West Midlands Police and Crime Commissioner Simon Foster has issued a statement following recent media reports around Right Care Right Person – a scheme designed to set out how police and health services should improve the response to people with mental health needs.
He said: “There has been recent interest in the media, in connection with the national programme Right Care Right Person. Right Care Right Person was developed and implemented, as a consequence of findings set out in a report by HMICFRS: Policing and Mental Health: Picking Up The Pieces, published in November 2018. That found, amongst many other matters, the police cannot be expected to pick up the pieces of a broken mental health system and that policing needed to be the last resort and not the first port of call.
“I have received regular reports and briefings, on the implementation of the National Partnership Agreement ‘Right Care, Right Person’ in the West Midlands.
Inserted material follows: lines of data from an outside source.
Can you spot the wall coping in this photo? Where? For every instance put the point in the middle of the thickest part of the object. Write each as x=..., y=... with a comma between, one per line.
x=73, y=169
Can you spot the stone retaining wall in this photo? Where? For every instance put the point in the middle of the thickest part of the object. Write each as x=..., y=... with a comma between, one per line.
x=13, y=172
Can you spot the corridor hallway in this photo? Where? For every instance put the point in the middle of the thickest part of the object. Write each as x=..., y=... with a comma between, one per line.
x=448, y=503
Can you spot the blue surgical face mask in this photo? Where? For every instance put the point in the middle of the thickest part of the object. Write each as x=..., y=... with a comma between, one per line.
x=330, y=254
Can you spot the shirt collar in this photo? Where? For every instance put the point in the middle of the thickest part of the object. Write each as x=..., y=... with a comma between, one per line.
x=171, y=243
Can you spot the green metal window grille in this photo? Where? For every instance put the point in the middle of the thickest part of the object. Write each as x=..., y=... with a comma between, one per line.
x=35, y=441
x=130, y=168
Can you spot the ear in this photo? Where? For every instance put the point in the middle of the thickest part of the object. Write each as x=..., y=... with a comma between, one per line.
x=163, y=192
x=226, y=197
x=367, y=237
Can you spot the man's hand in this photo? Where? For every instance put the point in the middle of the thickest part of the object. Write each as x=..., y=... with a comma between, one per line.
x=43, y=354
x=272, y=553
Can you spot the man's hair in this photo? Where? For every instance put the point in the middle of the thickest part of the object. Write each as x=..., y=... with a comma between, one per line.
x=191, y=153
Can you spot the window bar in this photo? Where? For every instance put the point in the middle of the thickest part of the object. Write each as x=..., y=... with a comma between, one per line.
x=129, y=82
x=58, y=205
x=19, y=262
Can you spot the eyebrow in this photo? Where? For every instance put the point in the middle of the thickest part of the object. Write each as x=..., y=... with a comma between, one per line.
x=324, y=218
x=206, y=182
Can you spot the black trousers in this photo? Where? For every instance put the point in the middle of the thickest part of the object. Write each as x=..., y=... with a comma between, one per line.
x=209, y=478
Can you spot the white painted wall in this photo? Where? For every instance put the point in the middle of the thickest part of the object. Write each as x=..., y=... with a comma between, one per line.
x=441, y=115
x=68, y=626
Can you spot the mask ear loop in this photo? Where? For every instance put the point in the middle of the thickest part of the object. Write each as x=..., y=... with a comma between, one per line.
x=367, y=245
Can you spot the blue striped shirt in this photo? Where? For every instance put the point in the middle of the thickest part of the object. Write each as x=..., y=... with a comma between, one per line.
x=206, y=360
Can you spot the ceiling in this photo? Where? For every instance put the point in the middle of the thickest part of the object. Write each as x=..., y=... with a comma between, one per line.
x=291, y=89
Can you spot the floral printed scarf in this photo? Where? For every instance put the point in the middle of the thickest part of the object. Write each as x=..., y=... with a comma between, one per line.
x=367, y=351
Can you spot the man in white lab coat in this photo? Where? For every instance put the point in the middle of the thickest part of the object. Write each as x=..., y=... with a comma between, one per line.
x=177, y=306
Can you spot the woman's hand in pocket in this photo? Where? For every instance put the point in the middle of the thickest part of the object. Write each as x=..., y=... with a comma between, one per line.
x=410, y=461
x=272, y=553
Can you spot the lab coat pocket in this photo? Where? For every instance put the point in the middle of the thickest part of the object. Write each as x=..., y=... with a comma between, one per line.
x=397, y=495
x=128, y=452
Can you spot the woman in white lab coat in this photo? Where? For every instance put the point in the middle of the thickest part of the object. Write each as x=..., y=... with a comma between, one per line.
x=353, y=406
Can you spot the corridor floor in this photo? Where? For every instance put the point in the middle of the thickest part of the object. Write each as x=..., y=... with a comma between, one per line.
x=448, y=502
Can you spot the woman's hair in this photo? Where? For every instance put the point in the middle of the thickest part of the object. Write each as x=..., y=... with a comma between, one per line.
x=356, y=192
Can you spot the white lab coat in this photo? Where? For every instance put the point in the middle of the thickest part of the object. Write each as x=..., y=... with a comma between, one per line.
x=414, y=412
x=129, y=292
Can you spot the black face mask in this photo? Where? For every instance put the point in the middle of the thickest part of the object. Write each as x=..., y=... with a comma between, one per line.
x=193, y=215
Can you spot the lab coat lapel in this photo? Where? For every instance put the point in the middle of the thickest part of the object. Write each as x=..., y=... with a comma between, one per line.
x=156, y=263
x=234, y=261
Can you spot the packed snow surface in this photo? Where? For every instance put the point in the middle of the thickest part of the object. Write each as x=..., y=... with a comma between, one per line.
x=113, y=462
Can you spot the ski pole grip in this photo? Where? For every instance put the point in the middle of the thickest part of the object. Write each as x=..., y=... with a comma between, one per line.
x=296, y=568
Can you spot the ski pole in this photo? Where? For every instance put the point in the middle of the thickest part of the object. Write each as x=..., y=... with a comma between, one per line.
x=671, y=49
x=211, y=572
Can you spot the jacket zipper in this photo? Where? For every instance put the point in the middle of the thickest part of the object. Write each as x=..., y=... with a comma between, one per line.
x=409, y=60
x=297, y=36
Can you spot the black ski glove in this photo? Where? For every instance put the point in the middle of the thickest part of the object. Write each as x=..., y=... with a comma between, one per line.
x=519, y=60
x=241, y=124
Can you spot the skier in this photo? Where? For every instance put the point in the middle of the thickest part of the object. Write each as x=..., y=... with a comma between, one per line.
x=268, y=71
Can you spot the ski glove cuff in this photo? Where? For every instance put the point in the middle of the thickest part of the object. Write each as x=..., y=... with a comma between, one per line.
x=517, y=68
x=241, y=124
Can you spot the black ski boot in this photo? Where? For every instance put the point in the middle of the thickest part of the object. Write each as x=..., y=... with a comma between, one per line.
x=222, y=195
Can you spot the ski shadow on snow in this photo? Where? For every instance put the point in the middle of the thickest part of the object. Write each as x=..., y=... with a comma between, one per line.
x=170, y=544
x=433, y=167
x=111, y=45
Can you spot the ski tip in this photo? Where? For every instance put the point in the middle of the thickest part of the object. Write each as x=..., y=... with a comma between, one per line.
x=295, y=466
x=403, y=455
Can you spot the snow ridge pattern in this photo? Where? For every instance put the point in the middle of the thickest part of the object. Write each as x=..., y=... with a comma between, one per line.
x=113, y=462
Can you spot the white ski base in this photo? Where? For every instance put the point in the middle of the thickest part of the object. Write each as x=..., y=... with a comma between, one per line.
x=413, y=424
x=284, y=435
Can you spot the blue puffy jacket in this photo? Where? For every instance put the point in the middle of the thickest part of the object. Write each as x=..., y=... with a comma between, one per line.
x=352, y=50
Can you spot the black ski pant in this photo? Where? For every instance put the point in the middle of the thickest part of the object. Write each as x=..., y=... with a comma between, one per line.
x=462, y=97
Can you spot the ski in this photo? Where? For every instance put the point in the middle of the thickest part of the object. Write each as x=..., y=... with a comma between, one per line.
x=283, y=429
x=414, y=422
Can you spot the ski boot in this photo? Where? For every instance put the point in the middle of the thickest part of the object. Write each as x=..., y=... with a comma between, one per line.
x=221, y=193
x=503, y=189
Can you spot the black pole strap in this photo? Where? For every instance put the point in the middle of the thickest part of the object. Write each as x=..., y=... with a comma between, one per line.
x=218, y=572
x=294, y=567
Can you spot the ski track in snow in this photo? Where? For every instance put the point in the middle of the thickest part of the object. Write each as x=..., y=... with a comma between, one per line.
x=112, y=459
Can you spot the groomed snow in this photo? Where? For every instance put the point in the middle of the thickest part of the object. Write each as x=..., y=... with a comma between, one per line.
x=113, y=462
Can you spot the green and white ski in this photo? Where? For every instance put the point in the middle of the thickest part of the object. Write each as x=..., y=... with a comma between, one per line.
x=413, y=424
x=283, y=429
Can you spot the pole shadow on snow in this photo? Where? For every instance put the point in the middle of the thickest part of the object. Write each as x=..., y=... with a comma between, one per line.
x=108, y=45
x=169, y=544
The health and welfare of people facing acute mental health crisis, must always be the first and paramount consideration. They need treatment and support, from specialist and trained mental health care professionals.
“I have been holding West Midlands Police to account, to ensure that people facing acute mental health crisis, receive the right care, from the right person and at the right time. They need treatment and support from specialist and trained mental health care professionals, not police officers, who can never achieve the standard of care, that specialist and trained mental health care professionals can deliver.
“It is also vital that people facing acute mental health crisis, detained by the police, are assessed and transferred to the care of mental health care professionals as soon as possible. I am committed to continuing to hold West Midlands Police to account and to work with partners, to ensure that we deliver on our collective mission, to protect the public and improve outcomes for vulnerable people, facing acute mental health crisis, across the region.”